Mesleğini ilk günkü hevesle yaptığını ifade eden Yakışıklı, severek yapılmayan işin meslek olmadığına dikkat çekti. Yakışıklı, “Eski duvar saatleri, mekanik cep ve kol saatlerinin tamirini yaptığım zaman herhangi bir zorluk çekmiyorum. Ama elektronik saatleri yaptığım zaman zorlanma yaşıyorum” diye konuştu.
“Ben ölürsem bu mesleği layıkıyla sürdürecek insan yok” diye konuşan Yakışıklı, “1970'de bu 4,5 metrekarelik dükkanda işi öğrenmeye başladım. Babam vefat ettikten sonra kardeşimle bir süre bu işi devam ettirdim. Belli bir zaman geçtikten sonra kardeşim işi bıraktı ben devam ettim. Bu süre zarfında çırak yetiştirdim onlar da bir zaman sonra işi bıraktı. Şuanda bu işi birilerine öğretmek istiyorum ama öğrenmek isteyen yok.
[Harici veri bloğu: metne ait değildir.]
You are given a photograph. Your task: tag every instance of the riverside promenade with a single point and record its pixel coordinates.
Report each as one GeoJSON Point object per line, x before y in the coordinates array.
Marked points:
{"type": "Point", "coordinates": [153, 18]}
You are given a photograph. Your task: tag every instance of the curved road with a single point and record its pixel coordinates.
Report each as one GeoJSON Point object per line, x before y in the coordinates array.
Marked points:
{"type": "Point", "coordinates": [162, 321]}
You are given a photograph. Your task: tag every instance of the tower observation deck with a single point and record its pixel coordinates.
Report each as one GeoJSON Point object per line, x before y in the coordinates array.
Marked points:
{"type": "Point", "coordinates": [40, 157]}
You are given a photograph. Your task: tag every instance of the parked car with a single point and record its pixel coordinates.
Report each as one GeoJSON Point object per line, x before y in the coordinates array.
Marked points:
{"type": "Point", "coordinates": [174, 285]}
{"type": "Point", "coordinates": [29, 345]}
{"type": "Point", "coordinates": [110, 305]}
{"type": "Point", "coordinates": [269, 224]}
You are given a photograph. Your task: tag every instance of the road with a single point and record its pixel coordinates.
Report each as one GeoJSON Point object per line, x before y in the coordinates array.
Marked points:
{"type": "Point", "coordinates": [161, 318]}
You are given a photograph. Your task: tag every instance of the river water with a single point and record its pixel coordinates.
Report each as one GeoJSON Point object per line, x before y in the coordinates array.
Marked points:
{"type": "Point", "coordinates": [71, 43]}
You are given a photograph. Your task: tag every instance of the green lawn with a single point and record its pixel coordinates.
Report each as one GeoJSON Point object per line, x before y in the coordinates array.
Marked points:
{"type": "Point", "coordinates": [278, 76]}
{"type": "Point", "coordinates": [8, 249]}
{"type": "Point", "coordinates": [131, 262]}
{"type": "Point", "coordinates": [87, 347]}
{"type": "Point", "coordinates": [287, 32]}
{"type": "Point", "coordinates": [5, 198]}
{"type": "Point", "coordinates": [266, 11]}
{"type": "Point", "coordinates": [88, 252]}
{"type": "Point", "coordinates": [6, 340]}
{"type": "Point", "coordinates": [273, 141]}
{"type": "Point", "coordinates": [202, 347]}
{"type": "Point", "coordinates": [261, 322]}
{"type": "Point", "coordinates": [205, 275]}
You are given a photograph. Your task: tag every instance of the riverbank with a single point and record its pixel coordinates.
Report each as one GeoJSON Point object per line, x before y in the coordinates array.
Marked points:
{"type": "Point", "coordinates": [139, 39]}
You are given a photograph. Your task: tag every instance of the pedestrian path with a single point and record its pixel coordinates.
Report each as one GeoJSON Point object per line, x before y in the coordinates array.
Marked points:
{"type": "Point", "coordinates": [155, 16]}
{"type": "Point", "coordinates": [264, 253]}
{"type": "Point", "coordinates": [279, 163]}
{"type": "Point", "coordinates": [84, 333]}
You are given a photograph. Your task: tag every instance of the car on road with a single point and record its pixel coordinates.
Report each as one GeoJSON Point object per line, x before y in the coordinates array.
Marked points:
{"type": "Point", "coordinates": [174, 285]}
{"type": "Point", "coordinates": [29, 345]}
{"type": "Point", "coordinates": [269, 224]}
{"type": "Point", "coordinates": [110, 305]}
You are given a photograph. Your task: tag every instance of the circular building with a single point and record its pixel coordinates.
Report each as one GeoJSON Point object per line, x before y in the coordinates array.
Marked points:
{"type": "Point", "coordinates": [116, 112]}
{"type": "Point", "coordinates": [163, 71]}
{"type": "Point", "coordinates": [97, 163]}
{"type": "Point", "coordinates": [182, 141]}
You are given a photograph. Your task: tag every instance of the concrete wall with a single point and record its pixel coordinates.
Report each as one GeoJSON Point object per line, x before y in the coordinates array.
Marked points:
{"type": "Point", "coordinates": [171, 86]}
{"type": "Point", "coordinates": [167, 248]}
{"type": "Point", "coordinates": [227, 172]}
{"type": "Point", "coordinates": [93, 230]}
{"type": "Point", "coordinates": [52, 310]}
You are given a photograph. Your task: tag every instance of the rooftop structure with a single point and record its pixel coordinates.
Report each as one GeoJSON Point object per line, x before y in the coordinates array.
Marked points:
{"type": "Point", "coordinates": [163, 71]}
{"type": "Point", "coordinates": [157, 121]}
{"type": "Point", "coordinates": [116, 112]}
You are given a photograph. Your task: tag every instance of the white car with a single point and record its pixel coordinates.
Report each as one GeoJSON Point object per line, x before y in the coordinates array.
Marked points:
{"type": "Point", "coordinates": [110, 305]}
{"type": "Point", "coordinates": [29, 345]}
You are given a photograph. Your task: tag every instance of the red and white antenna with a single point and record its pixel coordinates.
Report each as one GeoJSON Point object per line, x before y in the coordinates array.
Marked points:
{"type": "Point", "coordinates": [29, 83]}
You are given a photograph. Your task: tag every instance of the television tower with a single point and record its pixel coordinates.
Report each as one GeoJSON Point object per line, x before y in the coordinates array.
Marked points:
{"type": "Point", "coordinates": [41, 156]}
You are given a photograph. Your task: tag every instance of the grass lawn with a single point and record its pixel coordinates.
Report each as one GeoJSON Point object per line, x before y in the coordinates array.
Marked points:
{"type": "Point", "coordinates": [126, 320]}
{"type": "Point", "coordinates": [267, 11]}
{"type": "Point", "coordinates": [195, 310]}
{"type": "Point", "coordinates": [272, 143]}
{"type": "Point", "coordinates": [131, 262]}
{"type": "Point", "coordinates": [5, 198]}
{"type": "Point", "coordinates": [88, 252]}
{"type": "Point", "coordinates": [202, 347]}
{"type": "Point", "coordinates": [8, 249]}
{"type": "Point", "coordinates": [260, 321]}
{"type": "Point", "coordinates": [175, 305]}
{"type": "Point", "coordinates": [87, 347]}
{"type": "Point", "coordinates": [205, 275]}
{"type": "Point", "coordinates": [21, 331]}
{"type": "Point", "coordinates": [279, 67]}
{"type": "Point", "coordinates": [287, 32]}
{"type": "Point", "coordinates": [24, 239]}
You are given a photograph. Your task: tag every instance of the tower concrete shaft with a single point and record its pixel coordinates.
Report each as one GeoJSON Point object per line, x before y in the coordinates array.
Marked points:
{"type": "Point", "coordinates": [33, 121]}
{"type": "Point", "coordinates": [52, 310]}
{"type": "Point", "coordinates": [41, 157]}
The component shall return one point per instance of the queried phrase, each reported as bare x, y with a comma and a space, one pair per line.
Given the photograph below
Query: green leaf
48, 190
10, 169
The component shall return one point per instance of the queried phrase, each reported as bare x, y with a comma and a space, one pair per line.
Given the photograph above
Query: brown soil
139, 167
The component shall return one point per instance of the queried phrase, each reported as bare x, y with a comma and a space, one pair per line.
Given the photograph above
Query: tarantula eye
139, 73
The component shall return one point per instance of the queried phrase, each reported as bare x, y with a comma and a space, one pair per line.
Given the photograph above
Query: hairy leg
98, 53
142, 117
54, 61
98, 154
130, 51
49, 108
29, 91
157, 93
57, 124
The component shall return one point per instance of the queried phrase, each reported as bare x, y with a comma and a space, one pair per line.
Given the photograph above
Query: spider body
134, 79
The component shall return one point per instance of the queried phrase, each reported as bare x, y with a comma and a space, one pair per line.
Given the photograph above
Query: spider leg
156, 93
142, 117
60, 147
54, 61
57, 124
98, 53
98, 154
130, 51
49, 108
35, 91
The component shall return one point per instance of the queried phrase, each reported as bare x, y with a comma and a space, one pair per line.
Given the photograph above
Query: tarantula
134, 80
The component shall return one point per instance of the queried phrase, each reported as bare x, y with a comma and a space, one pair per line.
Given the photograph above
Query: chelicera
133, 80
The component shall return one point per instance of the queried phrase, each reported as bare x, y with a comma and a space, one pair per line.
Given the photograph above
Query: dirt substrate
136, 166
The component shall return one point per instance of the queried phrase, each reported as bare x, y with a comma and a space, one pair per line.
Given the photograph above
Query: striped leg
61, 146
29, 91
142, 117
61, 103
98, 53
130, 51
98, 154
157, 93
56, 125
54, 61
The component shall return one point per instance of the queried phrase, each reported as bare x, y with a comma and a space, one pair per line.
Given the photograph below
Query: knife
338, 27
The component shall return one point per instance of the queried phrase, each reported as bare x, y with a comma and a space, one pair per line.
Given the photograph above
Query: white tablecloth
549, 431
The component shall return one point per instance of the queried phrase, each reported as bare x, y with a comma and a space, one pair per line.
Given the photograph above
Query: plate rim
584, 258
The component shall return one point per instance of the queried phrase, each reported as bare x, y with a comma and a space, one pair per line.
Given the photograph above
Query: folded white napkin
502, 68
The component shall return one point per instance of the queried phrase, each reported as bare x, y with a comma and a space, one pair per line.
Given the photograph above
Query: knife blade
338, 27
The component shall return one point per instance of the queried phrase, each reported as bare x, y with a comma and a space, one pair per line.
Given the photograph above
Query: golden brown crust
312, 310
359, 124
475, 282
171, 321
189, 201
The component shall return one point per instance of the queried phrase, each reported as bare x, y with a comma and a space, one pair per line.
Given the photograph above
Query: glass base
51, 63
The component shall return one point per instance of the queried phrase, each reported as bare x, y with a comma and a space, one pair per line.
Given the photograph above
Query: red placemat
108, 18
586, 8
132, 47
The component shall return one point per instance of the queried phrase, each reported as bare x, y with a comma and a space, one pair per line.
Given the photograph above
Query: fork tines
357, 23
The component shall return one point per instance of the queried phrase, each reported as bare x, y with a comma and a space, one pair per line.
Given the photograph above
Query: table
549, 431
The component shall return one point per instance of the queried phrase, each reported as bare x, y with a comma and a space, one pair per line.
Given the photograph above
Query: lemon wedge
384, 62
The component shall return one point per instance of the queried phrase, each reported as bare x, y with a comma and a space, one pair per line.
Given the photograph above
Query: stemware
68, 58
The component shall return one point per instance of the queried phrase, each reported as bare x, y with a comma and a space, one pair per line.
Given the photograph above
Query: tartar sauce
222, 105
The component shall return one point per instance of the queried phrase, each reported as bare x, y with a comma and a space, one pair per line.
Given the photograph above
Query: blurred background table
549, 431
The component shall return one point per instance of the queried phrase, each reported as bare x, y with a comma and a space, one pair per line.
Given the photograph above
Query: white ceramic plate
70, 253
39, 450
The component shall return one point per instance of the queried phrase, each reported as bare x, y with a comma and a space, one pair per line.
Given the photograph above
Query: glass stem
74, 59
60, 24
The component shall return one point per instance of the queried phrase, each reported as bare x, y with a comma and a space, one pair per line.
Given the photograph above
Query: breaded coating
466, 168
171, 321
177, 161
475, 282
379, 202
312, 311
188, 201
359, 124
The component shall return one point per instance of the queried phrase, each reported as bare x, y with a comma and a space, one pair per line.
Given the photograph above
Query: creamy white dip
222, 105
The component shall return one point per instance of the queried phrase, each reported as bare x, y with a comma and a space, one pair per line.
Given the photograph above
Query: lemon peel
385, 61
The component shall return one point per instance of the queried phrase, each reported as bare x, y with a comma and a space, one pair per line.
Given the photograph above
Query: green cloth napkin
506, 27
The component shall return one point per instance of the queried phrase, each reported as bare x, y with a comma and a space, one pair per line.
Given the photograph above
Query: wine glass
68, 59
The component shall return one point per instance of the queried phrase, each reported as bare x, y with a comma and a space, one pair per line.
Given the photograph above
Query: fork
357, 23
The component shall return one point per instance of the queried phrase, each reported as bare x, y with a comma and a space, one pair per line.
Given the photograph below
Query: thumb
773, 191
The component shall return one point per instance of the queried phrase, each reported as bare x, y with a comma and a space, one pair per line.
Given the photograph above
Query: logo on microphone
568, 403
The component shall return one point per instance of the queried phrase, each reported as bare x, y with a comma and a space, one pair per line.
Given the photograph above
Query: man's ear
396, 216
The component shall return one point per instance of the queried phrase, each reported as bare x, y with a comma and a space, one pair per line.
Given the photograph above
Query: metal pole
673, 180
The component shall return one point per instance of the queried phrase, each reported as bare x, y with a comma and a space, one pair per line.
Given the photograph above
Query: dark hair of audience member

Kimse ilgi göstermediği için bu meslek de yavaş yavaş ölüyor” ifadelerinde bulundu.
Mekanik saatin dışına baktığı an tamir edilip edilmeyeceğini kestiren Yakışıklı, “Ömrüm bu işte geçmiş. Hangi mekanik saat olursa olsun onu tamir ederim. Saate baktığım an tamir edilip edilmeyeceğini anlarım. Saatin mekanizmaları 52 sene içerisinde ruhuma işledi. Beynime yerleşmiş, zamandan başka bir şey düşünemiyorum. Saate baktığım zaman hemen içini görüyorum” şeklinde konuştu.